Timeless MussarHe evidently didn't read my article carefully. I clearly wrote -- repeatedly -- that Mussar can seem to some people to be offputting. I didn't say that it is or that it seems that way to everyone. As to his idea of being "wary of updating it", I address that at the end of the article.
Rabbi Gil Student ("Mussar Without Yelling," op-ed, Feb. 20) implies that those who practice Mussar terrorize their flocks into submission. Rabbi Avigdor Miller, zt"l, arguably the previous generation's outstanding practitioner of Mussar, enthralled audiences on Thursday nights for almost two decades with his signature combination of wit and wisdom.

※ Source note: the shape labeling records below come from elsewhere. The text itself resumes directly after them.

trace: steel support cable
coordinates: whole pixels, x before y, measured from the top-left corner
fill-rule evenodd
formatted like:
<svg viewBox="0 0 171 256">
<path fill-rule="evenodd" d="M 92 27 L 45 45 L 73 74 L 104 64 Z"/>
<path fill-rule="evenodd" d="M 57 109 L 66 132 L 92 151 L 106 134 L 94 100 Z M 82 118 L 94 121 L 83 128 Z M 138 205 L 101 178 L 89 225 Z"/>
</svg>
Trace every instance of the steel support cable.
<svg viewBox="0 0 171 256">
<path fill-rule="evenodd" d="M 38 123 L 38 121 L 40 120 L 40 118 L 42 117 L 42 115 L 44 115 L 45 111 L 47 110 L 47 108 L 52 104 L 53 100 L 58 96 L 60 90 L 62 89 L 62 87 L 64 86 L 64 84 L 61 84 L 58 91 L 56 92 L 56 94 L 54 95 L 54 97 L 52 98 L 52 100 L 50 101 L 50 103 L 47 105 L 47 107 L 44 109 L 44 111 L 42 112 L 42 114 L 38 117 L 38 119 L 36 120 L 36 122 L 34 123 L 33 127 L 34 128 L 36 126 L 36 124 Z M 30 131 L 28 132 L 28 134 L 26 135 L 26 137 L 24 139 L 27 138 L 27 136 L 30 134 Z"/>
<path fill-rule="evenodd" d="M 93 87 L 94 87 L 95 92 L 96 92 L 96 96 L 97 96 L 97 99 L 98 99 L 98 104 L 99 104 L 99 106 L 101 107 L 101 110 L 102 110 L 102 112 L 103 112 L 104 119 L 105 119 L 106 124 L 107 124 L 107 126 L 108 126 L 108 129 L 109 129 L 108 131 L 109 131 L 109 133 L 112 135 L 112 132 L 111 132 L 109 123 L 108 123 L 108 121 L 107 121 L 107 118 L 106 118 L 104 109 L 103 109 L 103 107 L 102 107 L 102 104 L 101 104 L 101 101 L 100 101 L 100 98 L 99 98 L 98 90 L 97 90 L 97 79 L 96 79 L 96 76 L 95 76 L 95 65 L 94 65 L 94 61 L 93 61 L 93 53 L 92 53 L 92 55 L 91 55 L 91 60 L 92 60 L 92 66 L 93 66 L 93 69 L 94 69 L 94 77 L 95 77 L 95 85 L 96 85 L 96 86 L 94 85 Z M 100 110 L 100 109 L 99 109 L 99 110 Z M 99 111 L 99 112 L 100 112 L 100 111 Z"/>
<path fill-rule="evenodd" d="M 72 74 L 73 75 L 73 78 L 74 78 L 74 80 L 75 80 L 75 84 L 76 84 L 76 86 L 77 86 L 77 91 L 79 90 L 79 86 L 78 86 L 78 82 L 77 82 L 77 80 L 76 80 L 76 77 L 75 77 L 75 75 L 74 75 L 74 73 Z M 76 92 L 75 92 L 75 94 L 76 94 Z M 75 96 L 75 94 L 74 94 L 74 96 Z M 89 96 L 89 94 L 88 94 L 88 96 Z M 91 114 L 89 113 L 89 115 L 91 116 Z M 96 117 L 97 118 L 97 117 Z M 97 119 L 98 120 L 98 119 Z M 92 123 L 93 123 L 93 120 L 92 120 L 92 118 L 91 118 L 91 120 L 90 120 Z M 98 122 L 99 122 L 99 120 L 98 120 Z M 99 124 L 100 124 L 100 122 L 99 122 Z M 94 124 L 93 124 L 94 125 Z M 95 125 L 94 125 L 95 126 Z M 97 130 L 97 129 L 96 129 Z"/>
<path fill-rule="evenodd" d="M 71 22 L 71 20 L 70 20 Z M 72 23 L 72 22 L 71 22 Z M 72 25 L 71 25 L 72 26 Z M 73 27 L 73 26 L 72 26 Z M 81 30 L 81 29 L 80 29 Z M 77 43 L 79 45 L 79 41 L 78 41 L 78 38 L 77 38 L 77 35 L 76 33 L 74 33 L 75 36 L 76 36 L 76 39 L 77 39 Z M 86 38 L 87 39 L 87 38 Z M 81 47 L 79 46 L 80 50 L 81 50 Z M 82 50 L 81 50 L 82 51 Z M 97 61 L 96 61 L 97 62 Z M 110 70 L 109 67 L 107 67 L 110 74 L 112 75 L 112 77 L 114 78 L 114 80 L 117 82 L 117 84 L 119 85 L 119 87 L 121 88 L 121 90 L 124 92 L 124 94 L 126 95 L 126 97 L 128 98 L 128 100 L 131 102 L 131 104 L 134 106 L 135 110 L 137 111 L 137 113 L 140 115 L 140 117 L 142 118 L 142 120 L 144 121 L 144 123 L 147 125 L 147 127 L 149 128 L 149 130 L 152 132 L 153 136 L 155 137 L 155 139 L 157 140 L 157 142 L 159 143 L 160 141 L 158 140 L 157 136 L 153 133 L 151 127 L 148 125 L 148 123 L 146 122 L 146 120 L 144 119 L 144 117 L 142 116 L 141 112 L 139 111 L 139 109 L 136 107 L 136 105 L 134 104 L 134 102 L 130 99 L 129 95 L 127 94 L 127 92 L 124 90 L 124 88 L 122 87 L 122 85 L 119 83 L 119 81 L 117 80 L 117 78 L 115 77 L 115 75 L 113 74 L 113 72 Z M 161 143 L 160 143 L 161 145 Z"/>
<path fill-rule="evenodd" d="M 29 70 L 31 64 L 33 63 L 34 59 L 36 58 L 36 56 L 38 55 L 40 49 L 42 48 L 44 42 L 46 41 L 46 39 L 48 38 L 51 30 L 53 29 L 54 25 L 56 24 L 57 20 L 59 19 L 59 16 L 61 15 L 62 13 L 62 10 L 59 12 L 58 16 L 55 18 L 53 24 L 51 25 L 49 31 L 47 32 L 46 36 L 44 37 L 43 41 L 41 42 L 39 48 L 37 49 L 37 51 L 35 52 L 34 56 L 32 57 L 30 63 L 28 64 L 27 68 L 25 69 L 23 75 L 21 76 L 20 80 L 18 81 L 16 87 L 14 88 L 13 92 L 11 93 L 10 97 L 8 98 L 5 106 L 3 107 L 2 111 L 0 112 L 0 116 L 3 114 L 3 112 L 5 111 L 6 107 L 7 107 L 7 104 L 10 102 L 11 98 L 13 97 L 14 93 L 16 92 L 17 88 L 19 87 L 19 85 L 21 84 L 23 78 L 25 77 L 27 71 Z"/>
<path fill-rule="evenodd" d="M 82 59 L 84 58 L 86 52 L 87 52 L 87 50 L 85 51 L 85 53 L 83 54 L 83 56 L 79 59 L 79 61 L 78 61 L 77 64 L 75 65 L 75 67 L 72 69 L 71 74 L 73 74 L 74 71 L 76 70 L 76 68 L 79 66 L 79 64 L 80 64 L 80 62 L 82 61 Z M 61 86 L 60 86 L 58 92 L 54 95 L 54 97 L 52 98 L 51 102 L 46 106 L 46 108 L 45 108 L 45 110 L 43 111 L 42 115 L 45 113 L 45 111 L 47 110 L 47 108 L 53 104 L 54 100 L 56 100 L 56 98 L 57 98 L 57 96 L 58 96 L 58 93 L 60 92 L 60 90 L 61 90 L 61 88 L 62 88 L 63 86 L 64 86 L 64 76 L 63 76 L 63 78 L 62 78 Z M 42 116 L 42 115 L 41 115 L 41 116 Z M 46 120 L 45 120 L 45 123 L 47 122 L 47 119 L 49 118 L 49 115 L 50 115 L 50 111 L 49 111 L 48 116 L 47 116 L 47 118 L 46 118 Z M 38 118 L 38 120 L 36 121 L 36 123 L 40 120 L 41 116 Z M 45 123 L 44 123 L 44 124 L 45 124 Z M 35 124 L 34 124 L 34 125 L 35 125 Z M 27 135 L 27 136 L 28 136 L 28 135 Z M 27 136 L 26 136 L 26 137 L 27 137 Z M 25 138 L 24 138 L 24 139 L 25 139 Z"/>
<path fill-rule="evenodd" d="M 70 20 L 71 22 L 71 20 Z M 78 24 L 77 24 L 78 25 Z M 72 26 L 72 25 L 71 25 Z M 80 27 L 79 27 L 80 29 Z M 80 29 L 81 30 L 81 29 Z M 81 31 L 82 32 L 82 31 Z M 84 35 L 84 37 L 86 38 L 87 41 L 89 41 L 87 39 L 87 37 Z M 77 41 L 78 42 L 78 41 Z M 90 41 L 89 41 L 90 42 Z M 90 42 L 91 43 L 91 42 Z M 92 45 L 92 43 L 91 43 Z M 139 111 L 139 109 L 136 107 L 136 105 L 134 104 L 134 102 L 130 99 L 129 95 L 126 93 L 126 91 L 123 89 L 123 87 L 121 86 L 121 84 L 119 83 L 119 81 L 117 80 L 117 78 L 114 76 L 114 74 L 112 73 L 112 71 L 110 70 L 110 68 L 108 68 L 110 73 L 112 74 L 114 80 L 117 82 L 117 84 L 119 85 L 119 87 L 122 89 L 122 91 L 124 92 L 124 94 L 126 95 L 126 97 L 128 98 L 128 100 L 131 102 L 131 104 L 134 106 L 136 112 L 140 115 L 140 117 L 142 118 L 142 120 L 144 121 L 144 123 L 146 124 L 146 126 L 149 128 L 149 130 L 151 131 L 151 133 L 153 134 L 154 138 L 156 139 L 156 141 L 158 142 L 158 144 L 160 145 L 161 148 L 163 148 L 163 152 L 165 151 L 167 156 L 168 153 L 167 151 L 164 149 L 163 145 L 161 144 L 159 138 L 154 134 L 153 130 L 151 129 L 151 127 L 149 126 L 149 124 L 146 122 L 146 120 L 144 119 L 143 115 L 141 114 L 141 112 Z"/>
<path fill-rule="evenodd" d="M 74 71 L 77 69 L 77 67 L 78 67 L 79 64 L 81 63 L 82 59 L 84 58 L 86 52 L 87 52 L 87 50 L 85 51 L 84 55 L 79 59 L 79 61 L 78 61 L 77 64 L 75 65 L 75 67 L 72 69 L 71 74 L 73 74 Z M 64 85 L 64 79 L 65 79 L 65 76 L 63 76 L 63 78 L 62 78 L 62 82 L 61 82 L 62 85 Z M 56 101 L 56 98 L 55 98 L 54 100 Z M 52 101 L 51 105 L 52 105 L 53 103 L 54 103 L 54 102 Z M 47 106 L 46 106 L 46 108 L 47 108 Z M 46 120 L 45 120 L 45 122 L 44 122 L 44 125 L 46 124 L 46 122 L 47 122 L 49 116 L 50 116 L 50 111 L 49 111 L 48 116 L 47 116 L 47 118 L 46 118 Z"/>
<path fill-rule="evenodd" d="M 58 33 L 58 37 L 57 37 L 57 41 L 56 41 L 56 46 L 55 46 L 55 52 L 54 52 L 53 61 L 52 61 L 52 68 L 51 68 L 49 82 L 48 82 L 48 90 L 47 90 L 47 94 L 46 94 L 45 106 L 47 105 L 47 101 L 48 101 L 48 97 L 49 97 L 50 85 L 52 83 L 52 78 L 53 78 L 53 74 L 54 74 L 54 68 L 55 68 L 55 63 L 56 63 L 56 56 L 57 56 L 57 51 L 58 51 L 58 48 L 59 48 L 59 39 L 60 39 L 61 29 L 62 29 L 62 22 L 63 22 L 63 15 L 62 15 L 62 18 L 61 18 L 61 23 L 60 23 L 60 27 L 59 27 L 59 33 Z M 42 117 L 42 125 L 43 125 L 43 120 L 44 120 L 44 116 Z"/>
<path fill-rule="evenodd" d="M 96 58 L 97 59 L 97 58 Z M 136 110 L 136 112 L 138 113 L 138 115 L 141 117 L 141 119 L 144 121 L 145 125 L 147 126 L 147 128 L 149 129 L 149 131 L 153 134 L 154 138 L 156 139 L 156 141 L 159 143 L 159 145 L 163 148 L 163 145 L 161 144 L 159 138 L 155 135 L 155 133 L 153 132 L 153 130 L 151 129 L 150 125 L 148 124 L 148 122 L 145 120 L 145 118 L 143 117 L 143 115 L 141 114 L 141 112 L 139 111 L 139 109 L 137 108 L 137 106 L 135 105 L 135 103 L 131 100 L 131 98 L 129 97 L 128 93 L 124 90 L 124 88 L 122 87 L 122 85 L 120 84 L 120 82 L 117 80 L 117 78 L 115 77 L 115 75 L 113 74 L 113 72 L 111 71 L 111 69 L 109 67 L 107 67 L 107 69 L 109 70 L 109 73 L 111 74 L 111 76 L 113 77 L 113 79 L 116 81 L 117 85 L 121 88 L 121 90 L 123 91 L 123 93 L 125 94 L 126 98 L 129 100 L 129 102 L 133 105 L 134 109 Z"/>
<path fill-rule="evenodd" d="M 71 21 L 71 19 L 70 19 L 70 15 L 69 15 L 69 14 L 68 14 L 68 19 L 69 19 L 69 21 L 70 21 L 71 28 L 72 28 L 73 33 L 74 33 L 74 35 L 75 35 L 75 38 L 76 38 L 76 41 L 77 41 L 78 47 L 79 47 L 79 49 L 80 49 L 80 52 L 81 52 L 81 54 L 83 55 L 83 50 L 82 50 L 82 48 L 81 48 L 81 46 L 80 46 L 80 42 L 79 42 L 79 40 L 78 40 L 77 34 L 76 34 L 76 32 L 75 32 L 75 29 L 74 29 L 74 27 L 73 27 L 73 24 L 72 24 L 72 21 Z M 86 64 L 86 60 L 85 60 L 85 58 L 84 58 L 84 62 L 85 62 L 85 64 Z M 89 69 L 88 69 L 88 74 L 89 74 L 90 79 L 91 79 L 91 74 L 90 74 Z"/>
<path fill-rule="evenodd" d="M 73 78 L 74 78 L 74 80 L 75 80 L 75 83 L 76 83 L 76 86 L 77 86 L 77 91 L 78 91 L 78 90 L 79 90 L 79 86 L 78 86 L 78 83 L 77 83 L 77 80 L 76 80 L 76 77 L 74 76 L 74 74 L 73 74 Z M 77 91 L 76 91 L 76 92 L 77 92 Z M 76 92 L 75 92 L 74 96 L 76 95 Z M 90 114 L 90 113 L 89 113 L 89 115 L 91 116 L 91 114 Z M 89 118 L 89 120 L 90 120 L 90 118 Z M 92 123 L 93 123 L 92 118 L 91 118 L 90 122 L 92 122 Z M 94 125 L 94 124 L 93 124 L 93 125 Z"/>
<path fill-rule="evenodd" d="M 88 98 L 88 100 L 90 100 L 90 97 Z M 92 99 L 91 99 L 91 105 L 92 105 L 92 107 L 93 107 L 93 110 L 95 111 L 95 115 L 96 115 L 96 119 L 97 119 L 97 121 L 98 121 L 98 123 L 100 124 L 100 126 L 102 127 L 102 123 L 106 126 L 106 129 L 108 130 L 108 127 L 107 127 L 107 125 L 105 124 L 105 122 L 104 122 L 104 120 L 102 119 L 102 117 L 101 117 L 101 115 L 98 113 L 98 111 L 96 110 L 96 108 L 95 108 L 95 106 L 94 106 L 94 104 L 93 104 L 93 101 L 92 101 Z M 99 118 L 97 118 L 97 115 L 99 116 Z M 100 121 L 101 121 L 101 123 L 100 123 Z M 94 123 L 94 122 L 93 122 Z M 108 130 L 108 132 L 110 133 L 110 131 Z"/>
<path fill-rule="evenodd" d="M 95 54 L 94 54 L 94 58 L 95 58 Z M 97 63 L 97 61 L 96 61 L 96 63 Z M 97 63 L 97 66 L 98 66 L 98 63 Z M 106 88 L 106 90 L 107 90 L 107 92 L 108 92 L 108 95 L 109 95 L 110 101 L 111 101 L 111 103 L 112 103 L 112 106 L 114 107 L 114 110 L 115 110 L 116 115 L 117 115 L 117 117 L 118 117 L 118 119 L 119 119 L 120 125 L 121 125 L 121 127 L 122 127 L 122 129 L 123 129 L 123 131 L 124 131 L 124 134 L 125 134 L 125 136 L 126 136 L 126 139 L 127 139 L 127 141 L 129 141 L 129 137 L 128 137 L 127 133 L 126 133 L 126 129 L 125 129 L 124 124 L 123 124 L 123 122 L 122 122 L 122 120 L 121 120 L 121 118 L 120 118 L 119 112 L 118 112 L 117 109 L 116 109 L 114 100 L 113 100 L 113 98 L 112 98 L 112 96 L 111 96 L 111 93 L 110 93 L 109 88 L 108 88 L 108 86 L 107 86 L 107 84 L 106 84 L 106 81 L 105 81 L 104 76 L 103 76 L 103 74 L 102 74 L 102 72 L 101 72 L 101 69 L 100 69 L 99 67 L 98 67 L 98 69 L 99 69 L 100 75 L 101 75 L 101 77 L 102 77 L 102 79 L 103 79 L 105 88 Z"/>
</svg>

Is there a place for Mussar seforim of the sort Rabbi Student advocates, with a more modern bent? Absolutely - but with a caveat. While we want as many people as possible exposed to the truth and beauty of Mussar, we should be wary of updating it simply to appeal to current sensibilities.
When I study the Mussar classics - Chovos Halevavos, Mesilas Yesharim and Michtav M'Eliyahu are my personal favorites - I find them totally relevant. I believe Rabbi Student's message is that we need to change Mussar to make it more appealing to the masses. I disagree. It's not we who should change Mussar but Mussar that should change us.